One hundred and three patients suffering from recurrent venous thrombosis, recurrent arterial thromboembolism and/or recurrent myocardial infarction and 50 healthy subjects were tested for Hageman factor (FXII) coagulant activity and antigen. Among the 103 patients we identified 15 subjects with FXII deficiency (15%), 3 with protein C deficiency (3%) and 3 with protein S deficiency (3%). Combined FXII and protein C, protein S or antithrombin III deficiency was not observed. The 103 patients were devided into subgroups according to the type of thrombotic complication. Among patients with exclusively recurrent venous thromboembolism 8% (p = 0.153) were deficient in FXII. Among patients suffering from recurrent arterial thromboembolism and/or myocardial infarction, the incidence of FXII deficiency was significantly higher (20%, p < 0.003).

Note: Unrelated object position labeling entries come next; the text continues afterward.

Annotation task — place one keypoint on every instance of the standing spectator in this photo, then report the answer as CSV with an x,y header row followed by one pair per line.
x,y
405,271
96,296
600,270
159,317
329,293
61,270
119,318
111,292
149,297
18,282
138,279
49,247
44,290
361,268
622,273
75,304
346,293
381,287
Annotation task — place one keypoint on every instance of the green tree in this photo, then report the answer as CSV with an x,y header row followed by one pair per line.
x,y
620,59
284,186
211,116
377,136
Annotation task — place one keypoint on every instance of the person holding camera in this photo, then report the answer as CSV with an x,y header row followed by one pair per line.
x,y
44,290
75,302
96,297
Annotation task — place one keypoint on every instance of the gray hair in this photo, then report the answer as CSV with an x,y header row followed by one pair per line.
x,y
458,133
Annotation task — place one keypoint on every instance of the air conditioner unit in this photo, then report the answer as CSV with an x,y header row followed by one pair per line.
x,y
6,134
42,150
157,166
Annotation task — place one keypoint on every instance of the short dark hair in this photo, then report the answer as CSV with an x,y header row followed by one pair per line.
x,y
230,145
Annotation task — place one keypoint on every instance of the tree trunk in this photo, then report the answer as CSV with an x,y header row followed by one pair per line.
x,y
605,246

In 67% of the patients with FXII deficiency a positive family history of thrombosis could be established. In contrast, only 32% of all venous and 28% of all arterial thrombosis patients had a positive family history. We believe that reduced levels of FXII should be considered as a risk factor in the development of thromboembolism. Consequently, more attention should be payed to the measurement of FXII when evaluating thromboembolic risk factors especially in cases of recurrent arterial thromboembolism and/or myocardial infarction.